While many development projects turn to the latest technologies for solutions, a Burkino Faso-based NGO, Association la Vôute Nubienne (AVN), draws on an ancient Nubian vault technique to help people in the Sahel build their homes. The project—”A Roof + A Skill + A Market”— facilitates apprenticeships with masons to develop an autonomous, self-sustaining market in affordable housing in sub-Saharan Africa. It was the runner-up for Most Promising Approach in the JKP’s Experiences from the Field contest (https://www.jobsknowledge.org/JobsandDevelopmentBlog/Lists/Posts/Post.aspx?ID=193).

Baptiste Cammareri, AVN Communication Manager, told the JKP that the project is quite unusual in that it furthers development without creating dependency. He also emphasized the value of looking at how a society’s elders once solved local problems, because answers to today’s challenges often lie in local materials and traditional know-how. AVN (active in Burkino Faso, Senegal, and Mali) says that more than 12,000 people currently use, live in, or sleep in a Nubian vault building.

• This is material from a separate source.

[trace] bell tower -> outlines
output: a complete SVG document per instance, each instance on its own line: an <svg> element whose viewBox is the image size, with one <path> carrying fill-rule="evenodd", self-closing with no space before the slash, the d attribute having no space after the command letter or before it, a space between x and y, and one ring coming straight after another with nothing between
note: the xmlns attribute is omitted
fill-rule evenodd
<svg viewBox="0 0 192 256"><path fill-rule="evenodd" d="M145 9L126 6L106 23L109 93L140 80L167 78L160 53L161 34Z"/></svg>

Baptiste Cammareri of the Association la Voute Nubienne (AVN) says his non-profit organization’s model is a new type of development — building self-sufficiency among the rural poor without creating dependency.

AVN’s Earth Roofs technique connects local masons and apprentices and rural poor families with an affordable and sustainable building practice. Through this connection, good jobs and good housing is created at the same time without requiring foreign aid. This practice of creating benefits without dependency is quite rare for development, says Cammareri.